Egypt Reels Under Pressure On All Fronts Over Dwindling Dollar Value
Egypt–Dollar shortage has started to give cold sweats and sleepless nights to Egyptians. Things are getting to be so bad that garment companies have been forced to show off winter wear instead of summer wear as there is restriction on imports. Blame it on the dwindling dollar that has made trade difficult for Egypt with the rest of the world.
What mannequins can be seen wearing is the collection from the previous winter’s collection. There are no summer clothes because stores have found it difficult to get it imported. What is worst is that previous year’s collection is being sold on a much higher price too.
The dollar shortage comes in the wake of the ongoing Russian-Ukraine war. Therefore, Egypt sees its imports being banned more so in the category of non-essential items like clothes, cars, home appliances, car tyres and luxury food items.
Higher global energy, food and shipping costs resulting from Russia’s invasion of Ukraine in late February have swelled Egypt’s already huge import bill of about $80 billion a year.
Meanwhile, higher US interest rates have made it more expensive to service Egypt’s foreign debt of $83bn and made the country’s bond and treasury bill issues less attractive to foreign investors.
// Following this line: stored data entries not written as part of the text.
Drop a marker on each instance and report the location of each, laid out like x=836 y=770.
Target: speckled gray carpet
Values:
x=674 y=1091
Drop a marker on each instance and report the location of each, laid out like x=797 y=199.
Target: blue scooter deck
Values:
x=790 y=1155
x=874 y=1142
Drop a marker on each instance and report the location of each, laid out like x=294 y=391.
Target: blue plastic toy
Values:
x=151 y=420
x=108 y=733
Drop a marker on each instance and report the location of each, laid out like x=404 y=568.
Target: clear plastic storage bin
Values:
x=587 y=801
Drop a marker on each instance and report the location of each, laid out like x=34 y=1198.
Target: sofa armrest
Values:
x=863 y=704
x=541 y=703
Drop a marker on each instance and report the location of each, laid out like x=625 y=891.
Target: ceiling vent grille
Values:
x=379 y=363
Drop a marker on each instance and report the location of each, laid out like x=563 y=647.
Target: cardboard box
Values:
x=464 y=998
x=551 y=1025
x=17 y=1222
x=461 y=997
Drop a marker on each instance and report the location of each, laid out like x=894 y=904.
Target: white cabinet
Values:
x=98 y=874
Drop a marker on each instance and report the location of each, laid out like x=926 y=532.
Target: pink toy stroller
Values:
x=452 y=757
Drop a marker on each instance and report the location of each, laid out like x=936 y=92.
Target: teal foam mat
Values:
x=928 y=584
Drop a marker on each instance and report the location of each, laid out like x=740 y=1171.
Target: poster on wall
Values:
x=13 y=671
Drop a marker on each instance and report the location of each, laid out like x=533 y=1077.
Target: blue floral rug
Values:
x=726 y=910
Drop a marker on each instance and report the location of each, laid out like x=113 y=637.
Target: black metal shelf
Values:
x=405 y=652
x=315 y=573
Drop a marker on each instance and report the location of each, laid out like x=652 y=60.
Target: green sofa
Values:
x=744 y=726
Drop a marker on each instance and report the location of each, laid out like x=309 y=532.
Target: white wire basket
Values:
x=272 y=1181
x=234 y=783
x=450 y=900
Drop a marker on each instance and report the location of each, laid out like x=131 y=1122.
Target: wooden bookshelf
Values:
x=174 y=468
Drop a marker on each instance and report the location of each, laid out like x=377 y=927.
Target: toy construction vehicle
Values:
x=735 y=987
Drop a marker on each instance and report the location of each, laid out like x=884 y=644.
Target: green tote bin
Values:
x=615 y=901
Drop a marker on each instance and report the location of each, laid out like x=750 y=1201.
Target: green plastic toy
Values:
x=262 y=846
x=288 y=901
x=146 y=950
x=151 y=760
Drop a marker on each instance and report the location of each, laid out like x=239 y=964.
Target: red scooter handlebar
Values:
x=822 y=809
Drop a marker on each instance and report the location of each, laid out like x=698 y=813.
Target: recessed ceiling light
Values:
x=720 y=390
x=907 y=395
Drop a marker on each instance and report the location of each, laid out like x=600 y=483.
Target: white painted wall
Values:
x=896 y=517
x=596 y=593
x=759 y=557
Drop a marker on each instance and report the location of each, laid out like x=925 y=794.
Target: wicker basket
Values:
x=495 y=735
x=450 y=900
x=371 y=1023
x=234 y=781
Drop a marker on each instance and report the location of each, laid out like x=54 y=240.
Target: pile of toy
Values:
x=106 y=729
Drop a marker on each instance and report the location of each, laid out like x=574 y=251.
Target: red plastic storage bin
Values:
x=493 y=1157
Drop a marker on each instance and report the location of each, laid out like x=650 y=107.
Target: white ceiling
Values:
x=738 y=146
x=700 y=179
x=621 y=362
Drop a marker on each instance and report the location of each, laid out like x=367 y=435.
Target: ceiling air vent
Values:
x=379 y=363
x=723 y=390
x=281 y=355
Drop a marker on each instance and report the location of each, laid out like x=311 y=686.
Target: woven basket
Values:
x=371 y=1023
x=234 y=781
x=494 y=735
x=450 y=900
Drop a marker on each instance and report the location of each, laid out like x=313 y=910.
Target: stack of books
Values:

An estimated $20bn of foreign investment has been pulled from the local debt market this year because of the uncertainty over emerging markets.
For Egypt, its foreign tourist has again reduced. Blame it on the ongoing war that 30 percent slump has come about the tourism industry as people have decided to keep safe and not travel.
To add to the injury is the dipping foreign currency reserves. They act as a psychologically important indicator that has reportedly fallen from about $40bn at the end of 2021 to $33.14bn in July.
The government has responded by devaluing the currency by 14 per cent in March, banning the export of essential food items and opening negotiations with the IMF to reach a deal on further structural reforms and a possible loan from the Washington-based lender.
The result overall has been a steep rise in prices, pushing the inflation rate up to nearly 14 per cent in July, the last month for which official figures are available. There is growing expectation that there will be another currency devaluation, which would push prices up further.